March 9 is the deadline to apply for Superintendent of the Dallas school district. Commentator Jennifer Nagorka attended a recent community engagement meeting that got her thinking about what she wanted in DISD’s next leader.

It was an odd juxtaposition of events: One night, I attended a community meeting at Sunset High School in Oak Cliff. Our DISD trustee had wanted parents active in local schools to describe what they desired in a new superintendent.

The next night, I listened to author Paula Broadwell talk about the subject of her recent book, General David Petraeus. I drove home from that event thinking, I want General Petraeus to be our new superintendent.

Well, it’s not that I really want him – or any other general, admiral or commandant – to take over our struggling but far from hopeless school district. We just need someone who is a strategic leader in the Petraeus mode. It’s time for a surge in public education.

According to Paula Broadwell, General Petraeus’ vision of strategic leadership has four components:

First: Get the big ideas right.

Second: Communicate them relentlessly.

Third: Execute the big ideas.

Fourth: Figure out what you’ve learned – identify best practices -- and funnel that knowledge back into the system to help refine the big ideas.

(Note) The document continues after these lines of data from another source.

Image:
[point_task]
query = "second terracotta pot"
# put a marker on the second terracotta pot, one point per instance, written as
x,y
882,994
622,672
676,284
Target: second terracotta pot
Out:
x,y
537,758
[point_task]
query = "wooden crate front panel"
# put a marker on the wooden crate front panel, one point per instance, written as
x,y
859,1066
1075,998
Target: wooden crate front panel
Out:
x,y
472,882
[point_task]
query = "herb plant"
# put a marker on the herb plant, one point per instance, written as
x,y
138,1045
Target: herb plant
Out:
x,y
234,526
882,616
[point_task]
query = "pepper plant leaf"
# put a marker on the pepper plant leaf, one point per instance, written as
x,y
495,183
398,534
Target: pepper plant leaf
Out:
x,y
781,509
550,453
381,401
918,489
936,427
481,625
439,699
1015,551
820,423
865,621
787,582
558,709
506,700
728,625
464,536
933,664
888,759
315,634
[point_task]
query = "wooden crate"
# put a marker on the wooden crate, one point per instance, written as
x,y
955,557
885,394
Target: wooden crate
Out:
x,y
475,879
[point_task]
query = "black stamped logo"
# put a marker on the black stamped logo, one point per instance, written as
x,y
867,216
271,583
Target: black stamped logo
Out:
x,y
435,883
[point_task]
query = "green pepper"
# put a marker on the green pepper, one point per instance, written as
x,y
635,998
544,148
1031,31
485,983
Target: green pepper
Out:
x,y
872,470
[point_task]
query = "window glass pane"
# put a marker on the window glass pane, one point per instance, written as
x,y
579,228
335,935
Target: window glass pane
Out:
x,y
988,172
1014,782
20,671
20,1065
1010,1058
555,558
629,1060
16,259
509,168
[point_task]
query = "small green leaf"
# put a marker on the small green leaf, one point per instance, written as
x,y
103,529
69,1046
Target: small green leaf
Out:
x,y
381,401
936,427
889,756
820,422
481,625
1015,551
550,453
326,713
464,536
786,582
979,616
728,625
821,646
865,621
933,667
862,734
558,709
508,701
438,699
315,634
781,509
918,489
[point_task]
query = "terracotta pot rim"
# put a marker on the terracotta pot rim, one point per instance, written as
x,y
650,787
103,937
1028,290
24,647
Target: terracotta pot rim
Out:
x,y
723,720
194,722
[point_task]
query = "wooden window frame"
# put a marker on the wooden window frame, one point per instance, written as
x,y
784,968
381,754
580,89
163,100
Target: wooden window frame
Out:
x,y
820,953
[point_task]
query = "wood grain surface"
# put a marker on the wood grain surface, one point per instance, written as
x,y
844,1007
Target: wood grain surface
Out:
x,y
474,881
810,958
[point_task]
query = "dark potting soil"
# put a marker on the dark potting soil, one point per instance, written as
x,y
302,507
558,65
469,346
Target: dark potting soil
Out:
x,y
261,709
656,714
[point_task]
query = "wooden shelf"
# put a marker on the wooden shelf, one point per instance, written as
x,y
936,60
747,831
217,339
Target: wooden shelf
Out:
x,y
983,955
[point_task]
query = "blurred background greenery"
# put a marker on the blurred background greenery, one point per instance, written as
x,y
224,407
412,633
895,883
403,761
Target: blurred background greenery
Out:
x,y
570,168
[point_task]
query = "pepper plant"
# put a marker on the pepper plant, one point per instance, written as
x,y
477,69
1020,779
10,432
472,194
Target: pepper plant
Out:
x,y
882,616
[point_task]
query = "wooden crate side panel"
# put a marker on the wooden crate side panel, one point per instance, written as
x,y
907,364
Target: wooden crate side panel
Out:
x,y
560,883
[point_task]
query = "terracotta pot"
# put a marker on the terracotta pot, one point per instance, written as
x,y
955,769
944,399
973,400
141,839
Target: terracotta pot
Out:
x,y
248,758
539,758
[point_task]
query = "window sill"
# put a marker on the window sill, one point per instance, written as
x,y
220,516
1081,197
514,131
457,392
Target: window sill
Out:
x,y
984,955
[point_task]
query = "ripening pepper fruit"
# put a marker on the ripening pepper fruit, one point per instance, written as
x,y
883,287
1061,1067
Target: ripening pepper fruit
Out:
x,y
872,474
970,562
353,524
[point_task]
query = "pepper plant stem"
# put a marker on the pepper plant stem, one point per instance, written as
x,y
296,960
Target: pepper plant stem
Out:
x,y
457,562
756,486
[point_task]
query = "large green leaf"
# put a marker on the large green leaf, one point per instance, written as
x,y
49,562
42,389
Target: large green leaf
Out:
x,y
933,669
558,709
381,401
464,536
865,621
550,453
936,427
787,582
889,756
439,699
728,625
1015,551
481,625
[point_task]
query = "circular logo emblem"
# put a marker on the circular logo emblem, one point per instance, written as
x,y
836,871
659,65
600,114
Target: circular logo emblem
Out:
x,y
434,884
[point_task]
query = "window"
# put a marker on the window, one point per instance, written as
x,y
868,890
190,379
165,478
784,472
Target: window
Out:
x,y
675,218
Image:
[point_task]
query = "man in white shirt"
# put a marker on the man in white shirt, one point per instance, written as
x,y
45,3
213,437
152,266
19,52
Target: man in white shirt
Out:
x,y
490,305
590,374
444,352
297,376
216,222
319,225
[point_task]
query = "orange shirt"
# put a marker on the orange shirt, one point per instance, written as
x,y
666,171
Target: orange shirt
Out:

That seems like a pretty good recipe for running a major urban school district. You can imagine what the big ideas, which school trustees and the superintendent would develop together, might look like:

*Every high school graduate is prepared for college, trade school or skilled employment.

*A high percentage – maybe 95 percent – of 9thgraders will graduate from high school.

*We will recruit, develop and retain effective, dedicated teachers and release teachers who do not meet those standards.

*We will use data and research to drive improvement.

*We will involve parents and anyone else who can help us meet these goals.

It will take an intense, almost tireless person to implement those ideas.  I’m not sure the formal job profile on the DISD website will get us there. It lists too many required skills and qualities to be realistic or useful. The candidate profile says DISD wants an “inclusive leader” and a “collaborative leader” and an “instructional leader” who “puts children first” and also is a “model of transparency and honesty” who “embraces processes that welcome dissenting opinions”.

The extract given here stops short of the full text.